Justin Willis reminisces and revels in the early-season cold.
I know this feeling. For me, it’s similar to tasting fresh honey or smelling lavender. It makes me think of being young and the innocence and freedom that came with adolescence. The intrusive ice crystals pelt every exposed piece of skin on my body. I’m flush and my face is burning. I can feel the cold on my eyeballs and the ice collecting on my eyelashes slightly impairs my vision. I smile. I am alone and I am home—this place gave birth to the man I am now.
I do the math: Twenty-one miles. That’s the closest I could possibly be to another human. I take a mental note of my comfort in that solitude, remembering my first time here as a teenager and the unease that came with feeling alone. Partly because of this and partly because the wind just tossed me to the ground like a rag doll, I let out a loud “WHOOOIE!”

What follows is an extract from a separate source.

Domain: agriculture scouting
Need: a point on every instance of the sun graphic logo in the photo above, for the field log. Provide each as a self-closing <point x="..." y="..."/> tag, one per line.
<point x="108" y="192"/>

I climb over snow-covered boulders like a snake, ensuring that I don’t slip into the deep, dark voids between them. The wind calms for a moment and I catch my first glimpse of the snow-covered granite massif that is today’s objective. Looks a lot bigger with all that snow…
First it’s just my boots that disappear into the snow, but as I climb higher, my shins, then my knees, then my waist are all underneath. Before long I’m swimming, digging, fighting for each foot of forward progress. I’ve learned, through years of failures and close calls, that it’s imperative to take a moment before I commit to assess my current situation. I look at the weather: Obviously, that’s not good. I check the snow: Any slabs formed yet? Nope. Then I check myself: Am I wet? Am I cold? Am I thirsty? I am none of the above, but I force myself to drink my mostly frozen water.
Short, difficult bands of rock separate steep snowfields where I tunnel my way upwards. I find myself in a small chimney, the crux pitch just above me. I’ve pulled out all the stops, smearing both crampons on granite and frantically bashing away at the ice above. Thwack! Bomber.
Large spindrift makes a strange sound. It’s equally loud as it is soft, like wind rushing through wheat fields on the plains. It’s a sound that used to have little to no effect on me, but now, after a particularly close call a couple of years back, I grip my tools with all I’ve got as my mind reels in momentary panic. As I hunker down, I focus on making myself as small as possible. This time the spindrift has very little force behind it, so I continue up.
The lighting in here is immaculate. The 150-foot-deep chimney creates a light show like I’ve never seen before. It’s got a certain glow to it. I notice this and slow down. “Why do I put myself in places like this if I don’t take my time to take it all in?” Wrapped in a granite embrace, I glance around and smile.
Upon my descent, I make three rappels and then laugh as I summersault downhill in the eight feet of snow. I’m alone—I have no need to be embarrassed. I am here to play, observe and feel. So that is exactly what I’m going to do.